2013年3月12日火曜日

KAKUTA「秘を以て成立とす」


2013年3月5日 19時30分開演 三元茶屋シアタートラム
作・演出:桑原裕子
出演:吉見一豊、藤本喜久子、清水宏、成清正紀、瓜生和成、原扶貴子、佐賀野雅和、若狭勝也、高山奈央子、野澤爽子、桑原裕子、ヨウラマキ
トムズプロジェクトの「熱風」の時にも思ったのですが、桑原裕子は達者な作家だと思います。謎を含んだまま進んで行くストーリーで観客の興味を引っ張り、最後にスッキリ謎解きをして納得させ、更に明日への希望をさらりと提示して、優しい気持ちで客を帰す。できそうでなかなかできないことだと思います。
ストーリーは、子供の頃、姉を死なせてしまったと思い込んだ医者が、それを超えるため、エリートの医者と、乱暴者の大工を別人格として生み出し、生きていく。家族は、それを秘密として隠して生きことで家の平和を守っていく。しかし、町内のマラソン大会をきっかけに秘密が公になり、もう一度、やり直す決心をする。それ以外にも様々な人の様々な秘密が描かれて行き、人間は実に秘密を抱えながら生きている動物であることが提示される。

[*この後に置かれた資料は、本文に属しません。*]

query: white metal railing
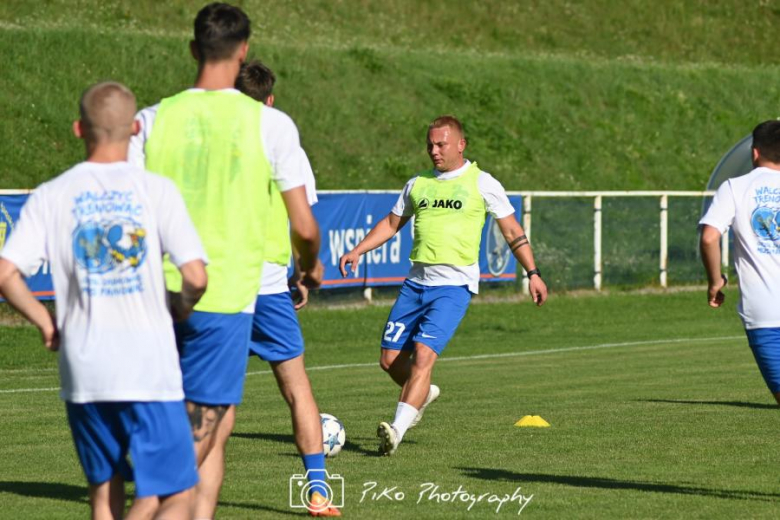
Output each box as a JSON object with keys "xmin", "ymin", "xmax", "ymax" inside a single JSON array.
[{"xmin": 510, "ymin": 191, "xmax": 719, "ymax": 294}]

秘密というテーマ自体よりも、それを抱えて右往左往する人々が良く描かれていて、実に笑える芝居に仕上がっている。
しかし、自分の病気を自覚した主人公がやり直す決心をするラストで、妻と手を取り合ってマラソンに復帰するのは、あまりにも安直な演出にしか見えませんでした。何か別の意図があったのでしょうか?
最後に、役者としての桑原裕子も特筆すべき存在だと思います。
ブサ可愛いを絵に描いたような演技で、メインストーリーとあまり関係ないところで、芝居を膨らませていました。